Raising a Better Future, Together
“Boys Will Be” was a little seed that grew as quickly as our human sprouts. Here we were, just a few Bay Area moms who were ready to raise feminist daughters, a little scared because we knew what we were up against, but ready. The world had a different plan. It gave us boys.
And you know what? It turns out it is just as complicated to raise boys. There are just as many parenting landmines to avoid and stereotypes bombarding these small humans from birth. This initiative started small, celebrate our boys being kids whatever that may look like and especially when it went against society’s expectations. Soon we realized, this was bigger than our boys. In the space of gender equality, parenting boys remains a small blip often only barely mentioned. It is time we had a space for these discussions, a forum that helped synthesize the mountains of parenting information that is out there, and the know how to equip us with the vocabulary and skill set to empower us to accomplish our goal to raise good humans.
…we not only have to celebrate all that our boys are and all that they can become, we also need to teach accountability and responsibility…

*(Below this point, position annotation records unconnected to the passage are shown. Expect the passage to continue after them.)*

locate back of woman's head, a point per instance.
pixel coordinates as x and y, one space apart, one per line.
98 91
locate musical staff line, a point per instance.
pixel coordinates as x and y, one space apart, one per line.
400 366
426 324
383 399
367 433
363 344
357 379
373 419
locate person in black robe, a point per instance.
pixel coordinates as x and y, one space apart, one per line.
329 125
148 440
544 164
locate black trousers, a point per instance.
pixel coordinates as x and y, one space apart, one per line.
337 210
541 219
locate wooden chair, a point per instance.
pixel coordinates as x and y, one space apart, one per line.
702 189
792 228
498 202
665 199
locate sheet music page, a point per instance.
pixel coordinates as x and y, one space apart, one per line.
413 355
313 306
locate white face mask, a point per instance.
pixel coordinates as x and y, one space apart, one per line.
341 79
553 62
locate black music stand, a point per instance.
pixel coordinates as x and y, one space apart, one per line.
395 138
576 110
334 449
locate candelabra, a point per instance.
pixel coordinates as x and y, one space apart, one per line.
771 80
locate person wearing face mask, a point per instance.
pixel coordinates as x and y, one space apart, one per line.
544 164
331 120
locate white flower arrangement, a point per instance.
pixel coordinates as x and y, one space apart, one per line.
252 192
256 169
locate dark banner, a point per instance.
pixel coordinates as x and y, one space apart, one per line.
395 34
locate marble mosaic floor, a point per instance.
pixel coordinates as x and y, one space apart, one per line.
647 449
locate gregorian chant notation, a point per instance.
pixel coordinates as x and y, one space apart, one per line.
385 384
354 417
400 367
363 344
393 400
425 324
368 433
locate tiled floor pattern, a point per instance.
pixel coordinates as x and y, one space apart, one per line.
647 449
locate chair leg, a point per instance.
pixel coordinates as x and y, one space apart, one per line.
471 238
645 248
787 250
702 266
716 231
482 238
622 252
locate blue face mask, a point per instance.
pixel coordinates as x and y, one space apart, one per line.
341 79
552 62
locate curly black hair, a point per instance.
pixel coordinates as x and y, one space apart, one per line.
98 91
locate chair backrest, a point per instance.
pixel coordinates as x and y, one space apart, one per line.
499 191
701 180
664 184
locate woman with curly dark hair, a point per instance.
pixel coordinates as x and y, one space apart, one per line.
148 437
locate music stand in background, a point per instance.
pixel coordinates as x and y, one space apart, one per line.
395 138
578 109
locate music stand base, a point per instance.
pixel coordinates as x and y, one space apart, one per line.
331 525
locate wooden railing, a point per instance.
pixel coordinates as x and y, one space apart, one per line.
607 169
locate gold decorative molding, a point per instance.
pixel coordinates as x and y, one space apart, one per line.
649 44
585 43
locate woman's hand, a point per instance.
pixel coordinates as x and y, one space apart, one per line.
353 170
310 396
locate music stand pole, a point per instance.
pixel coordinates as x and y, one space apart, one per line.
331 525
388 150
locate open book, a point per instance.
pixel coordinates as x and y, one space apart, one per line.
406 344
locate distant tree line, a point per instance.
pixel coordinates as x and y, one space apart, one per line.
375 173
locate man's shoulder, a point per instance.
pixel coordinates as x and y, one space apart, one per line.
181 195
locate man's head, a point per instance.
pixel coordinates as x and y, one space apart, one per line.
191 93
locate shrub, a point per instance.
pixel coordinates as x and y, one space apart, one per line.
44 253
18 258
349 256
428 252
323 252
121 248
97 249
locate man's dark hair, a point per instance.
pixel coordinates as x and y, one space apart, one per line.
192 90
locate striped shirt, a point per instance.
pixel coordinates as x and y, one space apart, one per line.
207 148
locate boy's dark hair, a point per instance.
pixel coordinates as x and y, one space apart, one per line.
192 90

Our mission is to transform the “boys will be boys” mentality. We cannot hope to disrupt gender disparity and change the gender landscape if we only focus on half the population. Boys are so much more than the gender stereotypes our society puts on them — they are whole complete little people. Because no one said parenting is easy, we not only have to celebrate all that our boys are and all that they can become, we also need to teach accountability and responsibility, all while noticing and sidestepping everything standing in our way. While seemingly daunting, this commitment to our sons is of paramount importance. Doing so will benefit everyone. If we can dismantle our society’s attitudes around boyhood (and manhood), we can allow men to connect with their emotions and build important “soft skills” (emotional intelligence that enable someone to interact effectively and harmoniously with other people). This in turn can help our boys grow to live an authentic self, be more adept at handling their mental well-being, be better communicators, build strong relationships, and become kind and empathetic adults. Raising boys this way (to understand consent, empathy, care-taking, kindness, gentleness) creates men that are equal partners, involved fathers, and not just non-participants but warriors against rape culture. This is of course not nearly an exhaustive list though it is incredibly expansive in how many people it reaches and what societal ills it can help remedy.
Where this initiative will end up is in large part dependent on you, our community. What we do know is that it starts with expanding our vocabulary. It starts with shining a light on the obvious and subtle ways we place stereotypes on our sons. It starts with finding simple alternatives to the status quo, ways to start discussions on a micro level, and every day disruptions. It starts with a place for sharing our struggles and finding solutions from our fellow parents in arms. We are here to make this process a little easier, a whole lot more empowering, and most of all, less isolating.
Let’s raise a better future, together.